Erasure determination procedure for fec decoding

USPTO Application #: 20060184839
Title: Erasure determination procedure for fec decoding

Abstract: A method and a decoder for determining erasures in an FEC (Forward Error Correction) decoding process decoding data encoded with concatenated codes is provided. First output data are generated by decoding first input data Second output data are generated by decoding second input data, the second input data including at least a part of the first output data.
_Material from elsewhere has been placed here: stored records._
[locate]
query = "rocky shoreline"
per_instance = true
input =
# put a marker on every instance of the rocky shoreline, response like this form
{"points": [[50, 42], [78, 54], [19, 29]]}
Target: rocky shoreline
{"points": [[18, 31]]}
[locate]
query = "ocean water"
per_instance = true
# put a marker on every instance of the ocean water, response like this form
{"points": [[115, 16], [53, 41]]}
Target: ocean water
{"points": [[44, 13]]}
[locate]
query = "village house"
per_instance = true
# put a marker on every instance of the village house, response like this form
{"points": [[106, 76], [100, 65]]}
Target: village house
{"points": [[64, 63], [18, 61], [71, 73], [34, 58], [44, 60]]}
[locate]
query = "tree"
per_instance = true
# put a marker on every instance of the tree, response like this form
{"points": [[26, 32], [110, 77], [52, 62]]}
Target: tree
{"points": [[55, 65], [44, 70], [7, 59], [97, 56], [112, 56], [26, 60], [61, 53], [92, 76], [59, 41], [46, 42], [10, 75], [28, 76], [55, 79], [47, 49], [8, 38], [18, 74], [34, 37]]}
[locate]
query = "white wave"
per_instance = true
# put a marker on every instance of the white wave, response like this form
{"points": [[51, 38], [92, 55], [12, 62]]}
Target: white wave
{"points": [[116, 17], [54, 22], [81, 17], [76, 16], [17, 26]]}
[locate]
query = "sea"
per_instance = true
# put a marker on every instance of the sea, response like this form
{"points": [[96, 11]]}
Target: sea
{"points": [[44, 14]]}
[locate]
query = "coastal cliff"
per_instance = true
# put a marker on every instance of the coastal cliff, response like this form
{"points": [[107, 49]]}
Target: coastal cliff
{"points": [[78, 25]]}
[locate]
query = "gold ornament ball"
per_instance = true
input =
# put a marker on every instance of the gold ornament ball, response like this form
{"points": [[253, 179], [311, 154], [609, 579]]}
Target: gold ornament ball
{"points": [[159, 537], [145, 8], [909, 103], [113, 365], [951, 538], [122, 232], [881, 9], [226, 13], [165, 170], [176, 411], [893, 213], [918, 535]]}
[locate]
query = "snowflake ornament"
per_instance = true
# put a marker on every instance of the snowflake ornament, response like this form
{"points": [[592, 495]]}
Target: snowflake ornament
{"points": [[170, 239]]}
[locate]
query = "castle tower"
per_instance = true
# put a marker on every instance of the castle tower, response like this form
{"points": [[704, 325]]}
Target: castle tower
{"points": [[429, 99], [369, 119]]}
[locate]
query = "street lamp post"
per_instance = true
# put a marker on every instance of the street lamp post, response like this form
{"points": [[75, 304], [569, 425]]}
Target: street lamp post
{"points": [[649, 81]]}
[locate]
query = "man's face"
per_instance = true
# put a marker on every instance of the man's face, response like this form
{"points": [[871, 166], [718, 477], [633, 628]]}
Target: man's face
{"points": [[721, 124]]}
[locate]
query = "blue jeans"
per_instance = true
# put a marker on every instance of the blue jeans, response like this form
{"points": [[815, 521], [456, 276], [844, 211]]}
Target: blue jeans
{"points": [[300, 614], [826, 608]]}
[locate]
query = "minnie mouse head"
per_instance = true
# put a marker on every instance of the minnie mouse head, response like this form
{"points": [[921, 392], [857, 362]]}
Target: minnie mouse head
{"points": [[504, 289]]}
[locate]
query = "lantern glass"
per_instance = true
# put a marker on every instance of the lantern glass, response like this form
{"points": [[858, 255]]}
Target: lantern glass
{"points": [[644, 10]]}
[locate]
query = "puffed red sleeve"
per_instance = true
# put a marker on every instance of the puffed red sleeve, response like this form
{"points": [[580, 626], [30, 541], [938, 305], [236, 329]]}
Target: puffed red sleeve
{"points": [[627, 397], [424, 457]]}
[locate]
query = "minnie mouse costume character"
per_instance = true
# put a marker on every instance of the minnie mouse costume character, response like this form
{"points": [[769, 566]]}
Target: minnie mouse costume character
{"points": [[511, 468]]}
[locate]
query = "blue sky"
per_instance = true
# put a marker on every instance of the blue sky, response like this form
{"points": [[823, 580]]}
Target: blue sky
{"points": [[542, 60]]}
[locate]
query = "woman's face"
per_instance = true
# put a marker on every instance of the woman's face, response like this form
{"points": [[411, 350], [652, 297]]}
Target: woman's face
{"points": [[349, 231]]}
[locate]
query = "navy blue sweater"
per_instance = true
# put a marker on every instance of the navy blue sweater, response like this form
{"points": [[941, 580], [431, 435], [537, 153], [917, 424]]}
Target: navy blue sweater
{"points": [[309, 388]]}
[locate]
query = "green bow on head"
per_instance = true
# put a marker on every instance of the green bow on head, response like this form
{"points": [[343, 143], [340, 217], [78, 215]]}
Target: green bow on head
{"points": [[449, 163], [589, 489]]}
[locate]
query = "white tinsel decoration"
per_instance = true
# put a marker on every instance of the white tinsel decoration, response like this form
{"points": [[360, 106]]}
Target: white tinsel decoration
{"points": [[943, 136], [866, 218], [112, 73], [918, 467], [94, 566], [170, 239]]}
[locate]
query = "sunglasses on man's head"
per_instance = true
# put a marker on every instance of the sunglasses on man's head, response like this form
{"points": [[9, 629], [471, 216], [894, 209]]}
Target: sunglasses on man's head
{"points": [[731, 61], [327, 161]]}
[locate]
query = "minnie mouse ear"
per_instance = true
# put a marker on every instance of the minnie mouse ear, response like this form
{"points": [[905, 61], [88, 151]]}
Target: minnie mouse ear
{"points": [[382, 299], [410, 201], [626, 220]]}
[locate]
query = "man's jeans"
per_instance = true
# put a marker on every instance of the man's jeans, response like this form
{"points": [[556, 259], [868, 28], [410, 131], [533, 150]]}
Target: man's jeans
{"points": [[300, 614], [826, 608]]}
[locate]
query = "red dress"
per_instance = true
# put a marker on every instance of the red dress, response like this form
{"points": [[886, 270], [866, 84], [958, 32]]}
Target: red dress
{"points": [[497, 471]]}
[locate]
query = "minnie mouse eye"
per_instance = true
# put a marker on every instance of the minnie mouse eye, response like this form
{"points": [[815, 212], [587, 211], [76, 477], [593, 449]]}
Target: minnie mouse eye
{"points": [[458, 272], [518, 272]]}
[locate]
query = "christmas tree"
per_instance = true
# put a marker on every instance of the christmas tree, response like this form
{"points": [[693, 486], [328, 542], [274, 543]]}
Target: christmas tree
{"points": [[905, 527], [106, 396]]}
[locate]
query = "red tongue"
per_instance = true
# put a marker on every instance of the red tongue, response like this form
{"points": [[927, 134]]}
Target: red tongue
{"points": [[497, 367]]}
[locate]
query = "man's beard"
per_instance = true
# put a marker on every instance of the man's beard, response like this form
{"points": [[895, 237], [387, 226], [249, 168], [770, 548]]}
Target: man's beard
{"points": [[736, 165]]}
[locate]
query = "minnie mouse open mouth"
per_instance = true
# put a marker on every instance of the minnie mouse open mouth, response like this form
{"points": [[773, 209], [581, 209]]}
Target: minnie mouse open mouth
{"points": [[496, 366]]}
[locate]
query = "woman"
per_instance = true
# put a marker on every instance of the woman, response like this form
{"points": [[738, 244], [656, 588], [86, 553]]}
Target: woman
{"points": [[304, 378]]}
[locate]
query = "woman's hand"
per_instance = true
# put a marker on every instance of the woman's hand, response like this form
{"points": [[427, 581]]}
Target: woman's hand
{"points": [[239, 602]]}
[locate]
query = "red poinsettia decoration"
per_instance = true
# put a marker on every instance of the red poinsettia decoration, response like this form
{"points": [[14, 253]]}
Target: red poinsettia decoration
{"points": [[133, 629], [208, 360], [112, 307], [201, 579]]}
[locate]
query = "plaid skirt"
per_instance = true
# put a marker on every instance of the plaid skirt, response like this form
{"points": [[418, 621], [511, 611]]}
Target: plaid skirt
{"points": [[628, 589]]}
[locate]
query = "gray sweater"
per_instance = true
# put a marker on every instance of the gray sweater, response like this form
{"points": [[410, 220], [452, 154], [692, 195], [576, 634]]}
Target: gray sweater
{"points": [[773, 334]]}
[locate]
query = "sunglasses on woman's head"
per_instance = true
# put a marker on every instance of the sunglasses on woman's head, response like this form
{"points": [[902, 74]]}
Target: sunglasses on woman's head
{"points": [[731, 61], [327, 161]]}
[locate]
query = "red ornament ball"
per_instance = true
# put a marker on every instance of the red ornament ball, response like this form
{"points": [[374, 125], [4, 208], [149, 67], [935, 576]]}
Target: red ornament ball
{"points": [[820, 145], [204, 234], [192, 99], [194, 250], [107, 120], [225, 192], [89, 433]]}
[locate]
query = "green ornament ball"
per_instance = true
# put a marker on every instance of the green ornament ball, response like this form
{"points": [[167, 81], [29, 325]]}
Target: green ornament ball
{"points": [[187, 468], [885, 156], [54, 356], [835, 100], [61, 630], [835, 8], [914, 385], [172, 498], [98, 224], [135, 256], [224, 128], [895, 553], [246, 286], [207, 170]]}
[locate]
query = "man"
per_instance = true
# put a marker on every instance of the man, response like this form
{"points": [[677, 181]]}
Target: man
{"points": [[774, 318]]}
The first and the second output data are compared for updating a comparison result accumulation parameter based on the comparison result. Finally, it is determined whether an erasure is to be set based on the updated comparison result accumulation parameter. (end of abstract)

Agent: Wenderoth, Lind & Ponack, L.L.P. - Washington, DC, US
Inventors: Alexander Golitschek Edler Von Elbwart, Joachim Lohr
USPTO Applicaton #: 20060184839 - Class: 714048000 (USPTO)

Erasure determination procedure for fec decoding description/claims

The Patent Description & Claims data below is from USPTO Patent Application 20060184839, Erasure determination procedure for fec decoding.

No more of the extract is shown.